Thriving Dark Web Trade in Fake Security Certifications
Security researchers have discovered underground cybercrime sites selling cheating services, leaked courses and fake certificates to help unscrupulous individuals gain security qualifications and/or a leg up in their careers.
Dov Lerner, head of threat research at Cybersixgill, said in a new report out today that his team found fake CompTIA CySA+ diplomas, among other security-related certifications on the dark web. Given each legitimate cert possesses a unique serial number, these counterfeits should be easy to spot, he added.
However, other cheats may be more difficult to discern. Lerner said some dark web sellers offer buyers a way to cheat on exams from CompTIA, Cisco, Microsoft, Google, AWS and others, which allow candidates to take tests at home via webcam.
“In a post offering a cheating service, an actor explains that during exams, test-takers’ audio and video streams are directed to them so they can listen to and watch exams in real-time, bypassing the [invigilator],” he explained.
Cybersixgill also recorded a 73% increase in the number of leaked courses advertised on underground markets compared to 2021. Some of these are even available via free downloads, although the average price ranges from $5-200 depending on the quality and quantity of course content, course level and date.
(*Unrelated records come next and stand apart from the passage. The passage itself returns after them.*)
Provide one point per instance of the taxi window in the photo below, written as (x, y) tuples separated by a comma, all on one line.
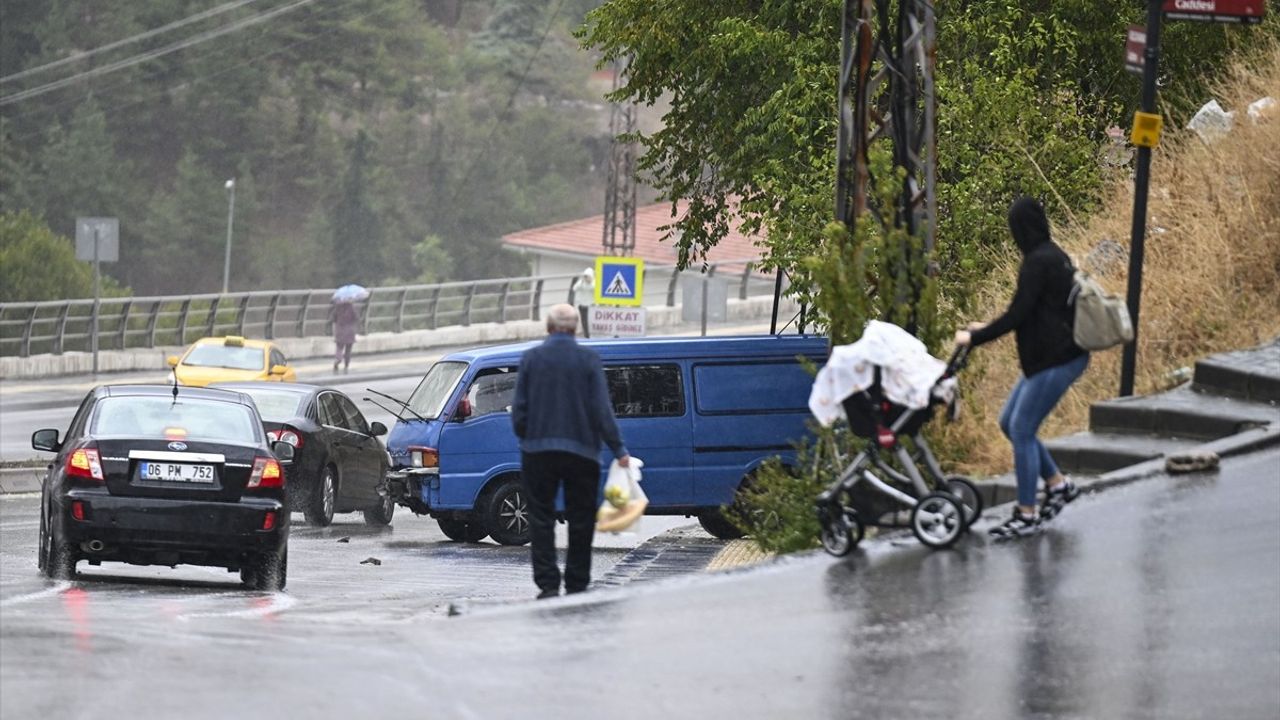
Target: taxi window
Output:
[(210, 355)]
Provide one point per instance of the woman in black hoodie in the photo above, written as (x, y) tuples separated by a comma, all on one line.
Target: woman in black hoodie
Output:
[(1041, 318)]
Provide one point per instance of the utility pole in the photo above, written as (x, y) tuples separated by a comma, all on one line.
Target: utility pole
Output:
[(620, 194), (1142, 181), (231, 220)]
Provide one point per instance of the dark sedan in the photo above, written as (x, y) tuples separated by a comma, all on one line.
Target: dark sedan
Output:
[(165, 475), (339, 465)]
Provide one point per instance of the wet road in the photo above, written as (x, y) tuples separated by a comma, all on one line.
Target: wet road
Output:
[(1157, 600)]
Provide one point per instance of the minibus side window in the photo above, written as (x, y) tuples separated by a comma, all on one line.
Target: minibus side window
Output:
[(493, 391), (645, 391), (752, 387)]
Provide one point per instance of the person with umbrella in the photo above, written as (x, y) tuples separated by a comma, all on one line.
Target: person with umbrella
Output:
[(346, 320)]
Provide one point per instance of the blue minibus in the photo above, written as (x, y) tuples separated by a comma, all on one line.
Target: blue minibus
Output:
[(702, 413)]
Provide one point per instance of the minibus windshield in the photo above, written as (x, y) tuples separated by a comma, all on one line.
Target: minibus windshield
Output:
[(435, 388)]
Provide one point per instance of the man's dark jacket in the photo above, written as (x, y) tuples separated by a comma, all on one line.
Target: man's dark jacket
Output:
[(562, 401), (1040, 314)]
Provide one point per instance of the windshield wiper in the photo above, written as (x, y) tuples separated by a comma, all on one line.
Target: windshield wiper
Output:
[(401, 402), (398, 417)]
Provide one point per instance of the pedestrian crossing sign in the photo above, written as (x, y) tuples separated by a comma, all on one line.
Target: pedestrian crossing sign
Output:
[(618, 281)]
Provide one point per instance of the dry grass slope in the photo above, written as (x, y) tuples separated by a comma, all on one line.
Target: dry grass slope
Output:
[(1211, 278)]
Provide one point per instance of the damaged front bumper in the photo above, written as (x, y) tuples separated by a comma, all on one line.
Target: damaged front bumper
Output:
[(405, 486)]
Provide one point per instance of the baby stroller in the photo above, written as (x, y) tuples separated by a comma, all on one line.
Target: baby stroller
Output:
[(869, 491)]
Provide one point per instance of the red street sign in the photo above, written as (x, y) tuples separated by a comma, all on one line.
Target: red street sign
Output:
[(1216, 10), (1136, 49)]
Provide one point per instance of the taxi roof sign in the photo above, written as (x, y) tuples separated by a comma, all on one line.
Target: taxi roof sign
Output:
[(618, 281)]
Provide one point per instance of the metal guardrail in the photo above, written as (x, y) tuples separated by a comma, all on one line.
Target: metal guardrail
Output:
[(64, 326)]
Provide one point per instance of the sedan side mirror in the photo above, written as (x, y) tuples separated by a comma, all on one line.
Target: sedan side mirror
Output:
[(283, 451), (45, 440)]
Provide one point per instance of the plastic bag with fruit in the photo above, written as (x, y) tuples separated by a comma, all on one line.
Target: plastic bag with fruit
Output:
[(624, 500)]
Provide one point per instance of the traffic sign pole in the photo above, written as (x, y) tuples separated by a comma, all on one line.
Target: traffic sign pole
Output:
[(1142, 181)]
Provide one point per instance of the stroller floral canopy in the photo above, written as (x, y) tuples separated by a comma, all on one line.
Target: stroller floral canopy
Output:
[(909, 374)]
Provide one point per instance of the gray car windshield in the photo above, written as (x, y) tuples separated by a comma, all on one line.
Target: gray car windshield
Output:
[(434, 391), (225, 356), (181, 419), (277, 405)]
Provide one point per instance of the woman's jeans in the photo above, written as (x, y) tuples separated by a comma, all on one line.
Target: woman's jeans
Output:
[(1029, 402)]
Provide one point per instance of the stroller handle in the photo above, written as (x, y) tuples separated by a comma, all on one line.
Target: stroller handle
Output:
[(959, 359)]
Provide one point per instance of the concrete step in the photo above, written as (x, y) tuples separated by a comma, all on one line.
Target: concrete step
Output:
[(1248, 374), (1180, 413), (1101, 452)]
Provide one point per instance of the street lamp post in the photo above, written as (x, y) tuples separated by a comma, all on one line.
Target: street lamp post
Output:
[(231, 219)]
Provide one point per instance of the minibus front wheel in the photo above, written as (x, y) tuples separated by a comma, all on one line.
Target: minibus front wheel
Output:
[(504, 511)]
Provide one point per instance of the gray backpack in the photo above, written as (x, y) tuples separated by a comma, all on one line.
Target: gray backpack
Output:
[(1101, 319)]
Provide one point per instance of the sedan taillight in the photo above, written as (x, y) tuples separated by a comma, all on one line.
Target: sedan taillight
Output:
[(266, 474), (85, 463)]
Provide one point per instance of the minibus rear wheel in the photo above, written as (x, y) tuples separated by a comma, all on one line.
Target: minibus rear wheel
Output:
[(713, 522)]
While the market for these services is relatively small compared to other cybercrime offerings, the threat intelligence firm urged test and course providers for security certifications to monitor for attempts to game the system.
“Fake cybersecurity certificates pose a significant risk to employers who accidentally hire unqualified candidates misrepresenting their training,” Lerner concluded.
“Ultimately, the organizations that employ such individuals may discover their sensitive data in the wrong hands. Therefore, employers must take a few minutes to verify a prospective employee’s certifications to prevent such circumstances.”